Gavin Shire, Chief of Public Affairs of the U.S. Fish and Wildlife Service, told The Dodo in a statement:
"The state of Michigan is responsible for managing its wolf population per their approved management plan, which, along with other state plans in the region, was intrinsic in the delisting of the Western Great Lakes population of the gray wolf in 2011. This plan provides the state with ability to hunt wolves, but whether they exercise that option is a state matter."
The fight isn't over yet, though. Back in August, the state's legislature passed a third law to duplicate one of the proposals and effectively bypass voters. But Keep Michigan Wolves Protected plans to challenge this law in court as unconstitutional. There will be no wolf hunt this year, but future hunts remain up in the air.
5. A loss for Colorado pit bulls.
Pit bull advocates are vowing to fight a ban in Aurora, Colo. that outlaws owning pit bulls. Voters on Tuesday elected to keep the ban, which has been in effect for nine years.

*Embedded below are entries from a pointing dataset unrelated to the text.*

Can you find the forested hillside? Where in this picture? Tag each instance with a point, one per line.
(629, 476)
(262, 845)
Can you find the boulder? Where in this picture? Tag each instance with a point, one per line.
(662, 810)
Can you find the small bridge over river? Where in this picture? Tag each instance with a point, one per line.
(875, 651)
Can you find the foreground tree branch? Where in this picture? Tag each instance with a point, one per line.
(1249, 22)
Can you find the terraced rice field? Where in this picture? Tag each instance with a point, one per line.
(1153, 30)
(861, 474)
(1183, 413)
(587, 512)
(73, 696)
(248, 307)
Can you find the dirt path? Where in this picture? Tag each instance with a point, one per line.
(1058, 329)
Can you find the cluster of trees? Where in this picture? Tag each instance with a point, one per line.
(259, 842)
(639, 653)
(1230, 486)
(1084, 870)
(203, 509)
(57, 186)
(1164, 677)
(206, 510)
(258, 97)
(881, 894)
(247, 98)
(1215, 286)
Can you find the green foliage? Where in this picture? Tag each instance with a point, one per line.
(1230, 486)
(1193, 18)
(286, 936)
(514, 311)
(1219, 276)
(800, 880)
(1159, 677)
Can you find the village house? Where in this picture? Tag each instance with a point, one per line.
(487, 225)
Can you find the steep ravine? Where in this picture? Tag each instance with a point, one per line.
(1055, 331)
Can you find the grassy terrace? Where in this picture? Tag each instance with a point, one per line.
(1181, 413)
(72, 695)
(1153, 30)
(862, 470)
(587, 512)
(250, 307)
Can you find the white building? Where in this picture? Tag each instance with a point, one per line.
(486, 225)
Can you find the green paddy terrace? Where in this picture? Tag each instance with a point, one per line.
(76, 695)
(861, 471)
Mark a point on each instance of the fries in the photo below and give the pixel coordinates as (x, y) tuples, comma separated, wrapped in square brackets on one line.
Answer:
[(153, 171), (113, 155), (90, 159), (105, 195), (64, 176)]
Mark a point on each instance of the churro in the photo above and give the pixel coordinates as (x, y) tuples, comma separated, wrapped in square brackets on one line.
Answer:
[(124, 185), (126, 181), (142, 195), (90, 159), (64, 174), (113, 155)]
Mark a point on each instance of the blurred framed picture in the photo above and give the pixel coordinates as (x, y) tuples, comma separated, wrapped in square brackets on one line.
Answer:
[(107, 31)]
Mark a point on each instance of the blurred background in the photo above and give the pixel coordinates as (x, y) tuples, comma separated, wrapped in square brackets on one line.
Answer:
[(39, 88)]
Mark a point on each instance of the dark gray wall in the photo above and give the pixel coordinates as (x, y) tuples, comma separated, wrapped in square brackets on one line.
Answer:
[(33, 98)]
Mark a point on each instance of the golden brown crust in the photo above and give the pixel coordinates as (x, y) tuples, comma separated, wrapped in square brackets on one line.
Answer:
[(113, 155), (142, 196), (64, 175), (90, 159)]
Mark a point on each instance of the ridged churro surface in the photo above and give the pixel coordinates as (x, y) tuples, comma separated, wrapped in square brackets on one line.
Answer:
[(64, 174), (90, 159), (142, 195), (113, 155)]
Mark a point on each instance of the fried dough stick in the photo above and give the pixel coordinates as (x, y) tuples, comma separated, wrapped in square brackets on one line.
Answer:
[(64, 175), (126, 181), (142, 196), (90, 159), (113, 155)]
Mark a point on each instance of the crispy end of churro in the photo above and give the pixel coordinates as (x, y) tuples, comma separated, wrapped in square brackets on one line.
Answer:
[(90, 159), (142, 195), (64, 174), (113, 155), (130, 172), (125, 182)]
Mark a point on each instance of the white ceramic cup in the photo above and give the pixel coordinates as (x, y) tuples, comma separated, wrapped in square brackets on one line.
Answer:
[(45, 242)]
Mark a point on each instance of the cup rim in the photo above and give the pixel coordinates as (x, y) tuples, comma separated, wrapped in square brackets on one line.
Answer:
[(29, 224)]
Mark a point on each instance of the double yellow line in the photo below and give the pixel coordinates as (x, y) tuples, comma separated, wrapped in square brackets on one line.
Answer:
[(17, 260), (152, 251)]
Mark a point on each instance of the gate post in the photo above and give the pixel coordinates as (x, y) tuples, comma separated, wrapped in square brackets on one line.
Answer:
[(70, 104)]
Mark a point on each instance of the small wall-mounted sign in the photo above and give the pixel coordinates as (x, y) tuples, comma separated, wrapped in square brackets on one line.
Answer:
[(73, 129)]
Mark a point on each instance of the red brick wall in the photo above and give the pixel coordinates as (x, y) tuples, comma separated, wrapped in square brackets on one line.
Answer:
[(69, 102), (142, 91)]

The ban is an example of "breed-specific legislation," or laws that restrict or prohibit ownership of dogs by breed. While the American Veterinary Association opposes such legislation, fear of dog attacks has led to rash decisions and unfair laws - ones that most often target pit bulls.
"We'll go back to the drawing table, and with more time to inform the discussion, we will revisit it when we can work to both gather signatures and educate people about why breed-neutral legislation is what protects public safety."
6. Hunters will keep baiting Maine's bears.
Voters in Maine rejected a ballot initiative that would outlaw the practice of bear-baiting, or hunting bears with bait. Animal advocates had proposed the bill to end the method, which they say is inhumane. The ballot fell victim to hunting groups, outfitters and the state Department of Inland Fisheries & Wildlife, all of which campaigned against the proposed ban.